Anyone who wants everyone else to change in order to accommodate them, and never change their approach one iota themselves is a red flag for me - not going to say that change is always good, but when I'm trying as hard as I can to work with them, I'd like them to be trying too.
joreth
Jun. 27th, 2010 07:57 pm (UTC)
Yep. There are certainly times when you've done everything you can possibly think of and the person you're talking to just insists on taking offense or being "hurt" by everything you've said, or interpreting everything in the worst possible interpretation of the words in direct contrast to your own protests that you didn't mean it like that. Sometimes the other person really *does* need to "develop thicker skin" or the "truth hurts".

IMO, the side with the "hurtful truth" should be attempting to come up with ways that will A) convey the message accurately and B) do so in a manner that won't completely alienate the recipient by being deliberately hurtful, and the recipient should be attempting to give the speaker the benefit of the doubt that deliberate offense was not intended.
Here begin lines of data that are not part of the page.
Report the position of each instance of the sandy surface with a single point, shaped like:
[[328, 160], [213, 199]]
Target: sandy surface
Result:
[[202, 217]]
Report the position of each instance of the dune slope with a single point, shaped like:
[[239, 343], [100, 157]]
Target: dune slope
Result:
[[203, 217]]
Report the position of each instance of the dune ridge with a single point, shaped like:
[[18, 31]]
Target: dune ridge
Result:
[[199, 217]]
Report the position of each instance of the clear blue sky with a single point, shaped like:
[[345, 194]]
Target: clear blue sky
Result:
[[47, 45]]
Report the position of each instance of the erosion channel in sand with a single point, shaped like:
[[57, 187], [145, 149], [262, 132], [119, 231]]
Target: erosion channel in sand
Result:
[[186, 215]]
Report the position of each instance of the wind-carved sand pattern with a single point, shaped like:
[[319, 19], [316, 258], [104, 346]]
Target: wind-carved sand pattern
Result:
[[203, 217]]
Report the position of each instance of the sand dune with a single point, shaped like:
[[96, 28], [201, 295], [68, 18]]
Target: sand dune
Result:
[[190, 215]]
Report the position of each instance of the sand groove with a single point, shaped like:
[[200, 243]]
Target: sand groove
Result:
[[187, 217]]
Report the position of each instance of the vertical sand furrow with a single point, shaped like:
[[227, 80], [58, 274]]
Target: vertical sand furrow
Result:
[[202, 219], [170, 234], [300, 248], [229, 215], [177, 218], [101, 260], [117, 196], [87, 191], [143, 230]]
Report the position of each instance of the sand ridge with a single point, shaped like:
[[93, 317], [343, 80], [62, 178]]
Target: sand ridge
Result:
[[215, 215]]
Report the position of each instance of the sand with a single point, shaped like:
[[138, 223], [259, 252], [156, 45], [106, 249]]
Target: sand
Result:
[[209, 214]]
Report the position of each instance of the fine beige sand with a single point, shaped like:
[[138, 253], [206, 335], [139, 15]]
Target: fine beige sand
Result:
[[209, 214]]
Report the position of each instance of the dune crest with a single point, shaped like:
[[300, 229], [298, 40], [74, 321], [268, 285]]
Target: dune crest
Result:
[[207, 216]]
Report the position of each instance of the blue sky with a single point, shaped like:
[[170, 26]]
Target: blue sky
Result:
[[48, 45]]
In other words, back to tacit's Game Theory analogy:

Start out by cooperating. Then do what the other person does. If the other person "defects" (does something uncooperative), respond in kind the next round, but if he goes back to being cooperative, forgive and forget and go back to cooperating too.

You can't be so cooperative that you're walked all over by a regular defector, but you can't be so unforgiving that a genuine mistake is punished indefinitely.
tacit
Jun. 12th, 2010 10:02 pm (UTC)
I will grant that the phrase "radical honesty" often gets a bad rap, though the same is true of "polyamory"--there certainly are enough high-profile folks willing to use it as a defense of cheating.

That said, I think that if a person wants to be a dick, he'll be a dick, and trying to correct his communication style isn't likely to change that. The folks who deliberately set out to be hurtful or malicious--well, the best thing you can do with them is not get involved with them, or when their proclivity for malice becomes apparent, dump 'em. That's not a communication issue per se, I don't think.
xaotica
Jun. 12th, 2010 11:59 pm (UTC)

i actually sincerely want people to tell me those hurtful things, and i want to say them too. i feel like the less they censor their thoughts around me, the more i understand them... and the better i understand them, the easier it is for me to avoid saying/doing things that will hurt them more in the long run. but i freely admit that i'm not as sensitive as most people, so i take offhand comments more easily than others sometimes.

also, sometimes things like that are based on misunderstandings. for example "could you possibly BE any clingier today?" "oh, i was actually pressuring you about what you were doing tomorrow night because this band that you love is playing and i was thinking about surprising you with a ticket" or other unexpected responses
joreth
Jun. 12th, 2010 05:46 am (UTC)
it's not about telling your partner every minute detail of your life, it's about being ABLE to talk to your partner about any subject whatsoever, without the feeling that there are certain topics that you Dare Not Broach for fear of Bad And Dramatic Things.

YES!!!! THAT!!!

There's a reason I'm still interested in dating you :-* OK, there are several - this is one.
roguebaby
Jun. 13th, 2010 03:20 pm (UTC)
I though I had that with someone, but turns out he is a compulsive liar... like...clinically. We are still friends, but only in a very superficial manner.
So now I am gunshy.

Funnily, my current boyfriend DOES tell me when he's heading to the can, generally so I can run use the bathroom before him as he likes to linger.
freyaw
Jun. 27th, 2010 12:47 pm (UTC)
:D Or, in my household's case, so that the person who just has to pee doesn't have to do so in the lingering STENCH :P
(Anonymous)
Jun. 15th, 2010 04:42 pm (UTC)
Franklin's law
Useful! Noted! :)

You write a lot of good stuff I'm glad I've read.